Class of 1958 graduate Paul Kazuo Nakane of Cambria, California, will receive
the Alumni Achievement Award as his class returns to campus for their 50th reunion. Nakane holds graduate
and doctoral degrees from Brown University and a doctorate in medicine from Keio University School of
Medicine, Tokyo, Japan. Nakane began his career as a research associate in the Department of Pathology at
Stanford University in 1963. He then became an instructor and then assistant professor in the Department of
Pathology at the University of Michigan. There, with Dr. G. Barry Pierce, Nakane introduced the
“enzyme-labeled antibody method,” principles of which are used worldwide for bio-medical research,
immuno-histochemical diagnosis, and enzyme immuno-assay. Following chairmanships and professorships at Tokai
University (Tokyo) and Nagasaki University School of Medicine, Nakane returned to the United States in 1997
as the director of diagnostics at Microcide Pharmaceuticals. He is now a research professor at the
Environmental Biotechnology Institute of California Polytechnic State University in San Luis Obispo,
California. His many honors include the David Glick Lectureship from the International Federation of
Societies for Histochemistry and Cytochemistry (IFSHC). He was the first recipient of the Paul K. Nakane
Prize established by the IFSHC in his honor, awarded every four years to a scientist who has made
outstanding scientific contributions and shown international leadership in the advancement of the
disciplines of histochemistry and cytochemistry.

Wayne Gibson, Class of 1961, will receive the Alumni Loyalty Award.
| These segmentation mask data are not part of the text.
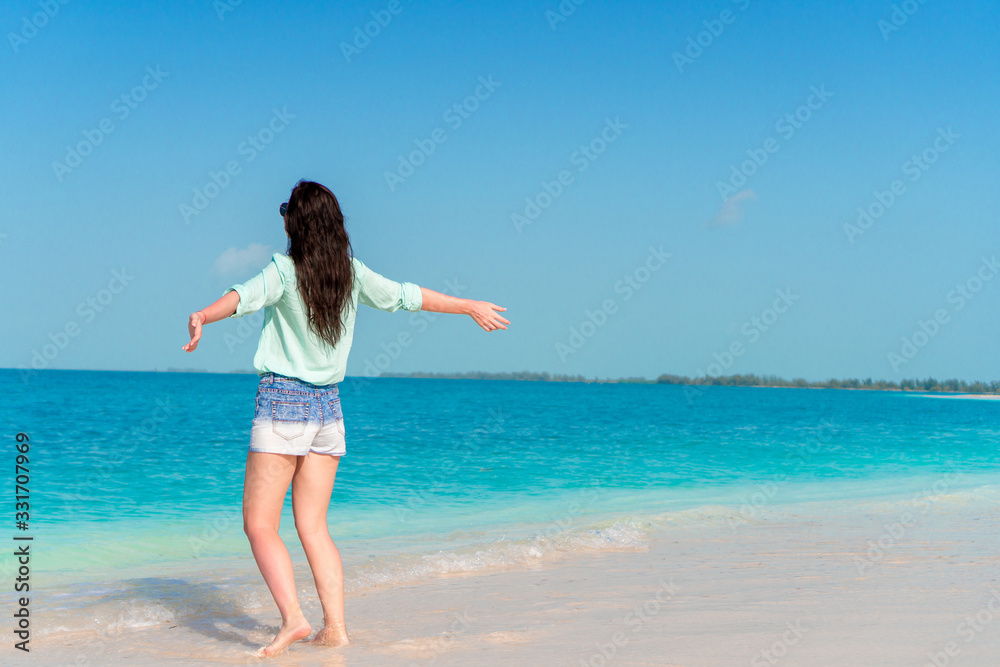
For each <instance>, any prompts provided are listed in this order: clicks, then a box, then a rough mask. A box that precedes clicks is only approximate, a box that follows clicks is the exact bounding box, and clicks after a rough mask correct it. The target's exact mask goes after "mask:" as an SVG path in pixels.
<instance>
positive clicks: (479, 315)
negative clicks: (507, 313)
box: [469, 301, 510, 331]
mask: <svg viewBox="0 0 1000 667" xmlns="http://www.w3.org/2000/svg"><path fill="white" fill-rule="evenodd" d="M505 310H507V309H506V308H504V307H503V306H498V305H496V304H493V303H490V302H489V301H472V302H471V303H470V305H469V316H470V317H471V318H472V319H474V320H475V321H476V324H478V325H479V326H481V327H482V328H483V329H484V330H485V331H495V330H496V329H506V328H507V327H506V326H504V325H507V324H510V321H509V320H507V319H506V318H504V317H503V316H501V315H500V313H501V312H503V311H505ZM497 311H499V312H497Z"/></svg>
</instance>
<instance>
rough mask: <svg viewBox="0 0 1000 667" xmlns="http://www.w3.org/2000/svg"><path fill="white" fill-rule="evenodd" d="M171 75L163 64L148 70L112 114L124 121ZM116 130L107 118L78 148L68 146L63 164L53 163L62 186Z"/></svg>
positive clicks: (95, 127)
mask: <svg viewBox="0 0 1000 667" xmlns="http://www.w3.org/2000/svg"><path fill="white" fill-rule="evenodd" d="M168 76H170V73H169V72H164V71H163V70H162V69H161V68H160V66H159V65H157V66H156V67H155V68H153V67H152V66H150V67H147V68H146V74H145V76H143V77H142V81H140V82H139V83H138V84H137V85H135V86H133V87H132V89H131V90H129V91H128V92H125V93H122V94H121V95H119V96H118V97H116V98H115V99H113V100H112V101H111V105H110V109H111V113H112V114H114V117H115V118H117V119H118V122H119V123H121V122H124V121H125V119H127V118H128V117H129V116H131V115H132V112H133V111H135V110H136V109H138V108H139V105H140V104H141V103H142V102H143V101H145V100H146V98H148V97H149V93H151V92H152V91H154V90H156V89H157V88H159V87H160V84H161V83H163V80H164V79H165V78H167V77H168ZM116 127H117V126H116V125H115V121H114V119H112V118H110V117H105V118H102V119H101V120H99V121H98V122H97V125H96V127H93V128H85V129H84V130H83V131H82V134H83V139H81V140H80V141H78V142H77V143H76V144H75V145H72V146H66V154H65V156H64V157H63V159H62V161H61V162H60V161H59V160H53V161H52V171H53V173H55V175H56V180H58V181H59V182H60V183H62V182H63V179H65V178H66V176H67V175H68V174H70V173H72V172H73V170H75V169H76V168H77V167H79V166H80V165H82V164H83V160H84V158H86V157H87V156H88V155H90V154H91V153H93V152H94V149H96V148H97V147H98V146H100V145H101V144H103V143H104V140H105V139H106V138H107V137H108V135H109V134H111V133H112V132H114V131H115V129H116Z"/></svg>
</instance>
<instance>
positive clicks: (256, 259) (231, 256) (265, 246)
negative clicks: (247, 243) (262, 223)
mask: <svg viewBox="0 0 1000 667" xmlns="http://www.w3.org/2000/svg"><path fill="white" fill-rule="evenodd" d="M271 254H272V253H271V249H270V248H268V247H267V246H266V245H261V244H260V243H251V244H250V245H248V246H247V247H246V248H242V249H240V248H230V249H229V250H227V251H226V252H224V253H222V254H221V255H219V258H218V259H216V260H215V271H216V272H217V273H219V274H220V275H223V276H236V275H246V274H248V273H255V272H257V271H260V270H261V269H263V268H264V265H265V264H267V262H268V260H270V259H271Z"/></svg>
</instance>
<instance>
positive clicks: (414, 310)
mask: <svg viewBox="0 0 1000 667" xmlns="http://www.w3.org/2000/svg"><path fill="white" fill-rule="evenodd" d="M356 271H357V274H358V275H357V279H358V282H359V285H360V286H359V290H358V301H359V302H361V303H363V304H364V305H366V306H371V307H372V308H378V309H379V310H384V311H386V312H389V313H392V312H395V311H397V310H399V309H403V310H409V311H410V312H413V313H415V312H417V311H419V310H420V309H421V308H422V307H423V305H424V296H423V294H422V293H421V292H420V287H419V286H418V285H416V284H415V283H411V282H396V281H395V280H390V279H388V278H386V277H385V276H382V275H380V274H378V273H375V272H374V271H372V270H371V269H369V268H368V267H367V266H365V265H364V263H363V262H361V261H358V262H357V264H356Z"/></svg>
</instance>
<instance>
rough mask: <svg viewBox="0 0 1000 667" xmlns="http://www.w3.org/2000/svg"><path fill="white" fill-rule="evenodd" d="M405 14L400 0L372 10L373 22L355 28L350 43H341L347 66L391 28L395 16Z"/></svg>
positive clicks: (357, 25)
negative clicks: (377, 8)
mask: <svg viewBox="0 0 1000 667" xmlns="http://www.w3.org/2000/svg"><path fill="white" fill-rule="evenodd" d="M402 12H403V4H402V2H400V0H389V2H388V3H387V4H386V6H385V8H384V9H379V10H375V9H373V10H371V12H370V14H371V17H372V20H371V21H368V22H366V23H365V24H364V25H356V26H354V32H353V34H352V39H351V41H350V42H341V43H340V52H341V53H343V54H344V60H346V61H347V64H350V63H351V60H352V59H353V58H355V57H357V56H359V55H361V52H362V51H364V50H365V49H367V48H368V46H369V45H371V43H372V40H373V39H375V38H376V37H378V36H379V35H381V34H382V31H383V30H385V29H386V28H388V27H389V24H390V23H392V19H393V17H394V16H399V15H400V14H401V13H402Z"/></svg>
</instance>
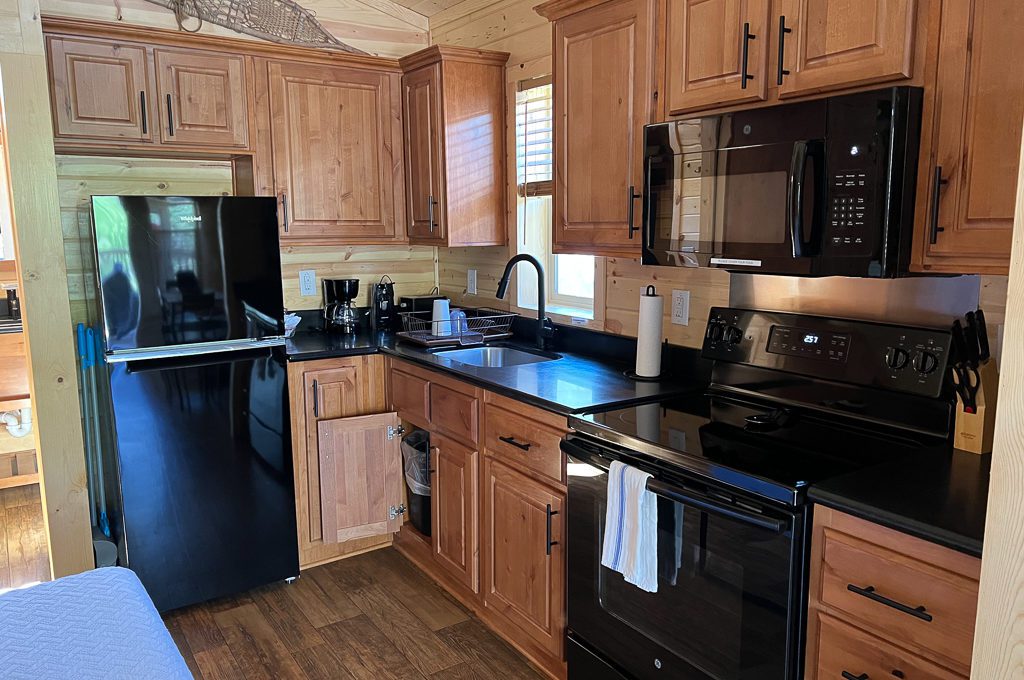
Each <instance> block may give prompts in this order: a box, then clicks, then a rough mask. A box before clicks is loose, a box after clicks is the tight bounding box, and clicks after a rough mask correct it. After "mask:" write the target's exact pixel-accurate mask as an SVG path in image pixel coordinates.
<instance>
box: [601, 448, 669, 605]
mask: <svg viewBox="0 0 1024 680" xmlns="http://www.w3.org/2000/svg"><path fill="white" fill-rule="evenodd" d="M649 478H650V474H648V473H646V472H643V471H642V470H638V469H636V468H635V467H631V466H629V465H625V464H623V463H621V462H618V461H612V463H611V468H610V469H609V470H608V507H607V510H606V511H605V515H604V546H603V547H602V549H601V564H602V565H603V566H606V567H608V568H609V569H612V570H613V571H618V572H620V573H622V575H623V577H625V578H626V582H627V583H631V584H633V585H634V586H636V587H637V588H639V589H640V590H645V591H647V592H648V593H656V592H657V498H656V497H655V496H654V495H653V494H651V493H650V492H649V491H647V479H649Z"/></svg>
A Woodrow
Wilson Fellow at Northwestern University, where he earned master’s and doctoral degrees in music
history and literature, Gibson has studied with Metropolitan Opera soprano Irene Jordan since 1962. Gibson
has taught with the Chicago City College System, Central Missouri State University, the State University of
New York at Plattsburgh, Burlington College (New Jersey), and Kennesaw State University (Georgia), where he
chaired the music department for 22 years and served as assistant to the president for arts affairs. A past
president of the Music Teachers National Association, Gibson is credited with founding the “Music for
Everyone” program, recognizing the accomplishments of students and teachers. Gibson is a member of the
Huntingdon Society giving club and for the past two years has contributed his services as a consultant in
the redesign and re-launch of Huntingdon’s music program. He resides in Atlanta.
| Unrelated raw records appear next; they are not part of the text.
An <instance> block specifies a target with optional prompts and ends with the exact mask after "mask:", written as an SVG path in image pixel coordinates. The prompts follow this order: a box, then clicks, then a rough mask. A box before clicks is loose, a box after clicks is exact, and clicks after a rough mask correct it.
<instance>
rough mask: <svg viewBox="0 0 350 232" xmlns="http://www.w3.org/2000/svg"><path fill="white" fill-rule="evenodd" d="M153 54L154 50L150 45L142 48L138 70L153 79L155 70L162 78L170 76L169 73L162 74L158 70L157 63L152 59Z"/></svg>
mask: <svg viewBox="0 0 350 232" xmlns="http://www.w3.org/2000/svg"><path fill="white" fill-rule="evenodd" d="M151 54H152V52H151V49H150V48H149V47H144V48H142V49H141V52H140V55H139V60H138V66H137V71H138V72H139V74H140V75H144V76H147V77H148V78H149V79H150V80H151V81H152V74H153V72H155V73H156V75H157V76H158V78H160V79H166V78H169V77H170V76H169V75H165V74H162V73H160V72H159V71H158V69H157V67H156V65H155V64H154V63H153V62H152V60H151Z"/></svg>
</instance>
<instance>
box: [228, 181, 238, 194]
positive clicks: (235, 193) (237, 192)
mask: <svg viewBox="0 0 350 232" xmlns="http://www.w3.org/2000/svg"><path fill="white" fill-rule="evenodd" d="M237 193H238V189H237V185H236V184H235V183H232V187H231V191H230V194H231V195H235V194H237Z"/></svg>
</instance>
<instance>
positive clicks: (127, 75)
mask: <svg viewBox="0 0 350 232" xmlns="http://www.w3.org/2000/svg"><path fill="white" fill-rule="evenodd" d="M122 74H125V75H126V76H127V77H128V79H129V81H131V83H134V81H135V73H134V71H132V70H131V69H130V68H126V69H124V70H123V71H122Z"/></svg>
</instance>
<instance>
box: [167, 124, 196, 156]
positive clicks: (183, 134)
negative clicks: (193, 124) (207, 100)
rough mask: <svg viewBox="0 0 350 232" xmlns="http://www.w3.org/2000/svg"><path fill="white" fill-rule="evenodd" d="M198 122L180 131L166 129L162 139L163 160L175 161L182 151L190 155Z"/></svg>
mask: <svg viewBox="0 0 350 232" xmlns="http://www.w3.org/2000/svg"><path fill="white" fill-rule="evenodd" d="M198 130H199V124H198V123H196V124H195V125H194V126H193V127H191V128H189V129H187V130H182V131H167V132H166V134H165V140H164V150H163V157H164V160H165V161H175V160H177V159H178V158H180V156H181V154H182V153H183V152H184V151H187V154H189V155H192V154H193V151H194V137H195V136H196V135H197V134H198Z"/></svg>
Sara Stembridge Perry, Class of 1954, will receive the Alumni Loyalty Award.
Perry has lived in Birmingham for 45 years and has served as an extended substitute teacher for Bluff Park
Elementary School. She is a member of Bluff Park United Methodist Church, where she coordinates the Office
of Communications and serves on the Board of Stewards. She is active in the arts community in Bluff Park,
volunteering at the Birmingham Museum of Art and serving on the board of Soon-Bok Sellers Art Gallery. She
is a member of the Hoover Beautification Board. For Huntingdon, Perry has served as a class agent, gift
agent, a member of the National Alumni Board, and a member of the Huntingdon Society giving club. For the
past two years, she and her husband, Jim, who is also a Huntingdon graduate, have traveled with
Huntingdon’s travel-study program.
Huntingdon’s Alumni Awards Banquet is part of Reunion Weekend festivities, April 18–19. The
banquet will be held at 7:00 p.m. Friday, April 18, at the Montgomery Country Club.
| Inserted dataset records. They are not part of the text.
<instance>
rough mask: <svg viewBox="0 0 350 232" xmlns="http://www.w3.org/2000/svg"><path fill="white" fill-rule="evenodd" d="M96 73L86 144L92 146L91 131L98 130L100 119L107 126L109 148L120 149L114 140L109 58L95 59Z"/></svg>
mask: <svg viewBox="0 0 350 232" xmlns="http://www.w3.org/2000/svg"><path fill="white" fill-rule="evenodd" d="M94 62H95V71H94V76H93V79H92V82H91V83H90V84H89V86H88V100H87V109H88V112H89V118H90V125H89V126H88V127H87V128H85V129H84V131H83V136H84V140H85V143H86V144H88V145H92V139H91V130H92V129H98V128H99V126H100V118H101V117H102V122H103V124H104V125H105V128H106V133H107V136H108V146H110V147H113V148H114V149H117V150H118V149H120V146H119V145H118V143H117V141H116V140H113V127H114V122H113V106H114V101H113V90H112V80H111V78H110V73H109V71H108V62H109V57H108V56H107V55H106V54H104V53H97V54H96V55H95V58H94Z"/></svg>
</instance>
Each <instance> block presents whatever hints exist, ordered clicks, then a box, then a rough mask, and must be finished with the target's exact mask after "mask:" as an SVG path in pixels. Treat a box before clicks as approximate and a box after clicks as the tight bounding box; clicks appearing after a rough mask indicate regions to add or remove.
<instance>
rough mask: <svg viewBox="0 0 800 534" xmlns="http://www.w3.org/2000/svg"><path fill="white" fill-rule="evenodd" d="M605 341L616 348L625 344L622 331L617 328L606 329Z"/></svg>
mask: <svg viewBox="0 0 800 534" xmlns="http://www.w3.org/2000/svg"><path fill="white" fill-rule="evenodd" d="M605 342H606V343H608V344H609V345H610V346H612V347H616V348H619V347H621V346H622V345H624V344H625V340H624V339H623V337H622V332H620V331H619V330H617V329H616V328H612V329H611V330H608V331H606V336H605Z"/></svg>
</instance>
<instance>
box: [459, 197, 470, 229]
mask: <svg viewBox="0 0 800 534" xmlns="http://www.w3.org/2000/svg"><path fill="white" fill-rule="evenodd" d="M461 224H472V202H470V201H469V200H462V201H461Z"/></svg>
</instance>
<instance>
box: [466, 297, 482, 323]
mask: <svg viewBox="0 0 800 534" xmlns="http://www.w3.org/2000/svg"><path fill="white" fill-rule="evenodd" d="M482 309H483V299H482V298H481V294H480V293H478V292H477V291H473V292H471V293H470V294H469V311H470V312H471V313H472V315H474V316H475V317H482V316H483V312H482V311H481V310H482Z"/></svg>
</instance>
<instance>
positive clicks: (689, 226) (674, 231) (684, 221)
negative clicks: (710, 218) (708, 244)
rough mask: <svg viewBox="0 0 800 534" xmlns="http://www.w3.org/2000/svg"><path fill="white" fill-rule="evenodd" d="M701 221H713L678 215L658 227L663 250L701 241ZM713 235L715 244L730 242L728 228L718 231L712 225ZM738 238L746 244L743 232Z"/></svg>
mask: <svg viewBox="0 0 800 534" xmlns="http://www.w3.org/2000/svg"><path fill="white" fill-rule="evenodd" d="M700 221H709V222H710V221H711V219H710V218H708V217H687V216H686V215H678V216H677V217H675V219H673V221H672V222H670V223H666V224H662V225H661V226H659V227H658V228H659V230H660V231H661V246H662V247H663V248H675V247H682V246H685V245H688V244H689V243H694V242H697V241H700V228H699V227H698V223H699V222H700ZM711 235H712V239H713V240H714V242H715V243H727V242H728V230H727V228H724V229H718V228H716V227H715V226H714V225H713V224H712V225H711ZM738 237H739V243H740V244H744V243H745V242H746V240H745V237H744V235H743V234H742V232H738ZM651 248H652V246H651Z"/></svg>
Huntingdon College, grounded in the Judeo-Christian tradition of the United Methodist Church, is
committed to nurturing growth in faith, wisdom, and service and to graduating individuals prepared to
succeed in a rapidly changing world. Founded in 1854, Huntingdon is a coeducational liberal arts college.
The College motto is “Enter to grow in wisdom; go forth to apply wisdom in service.”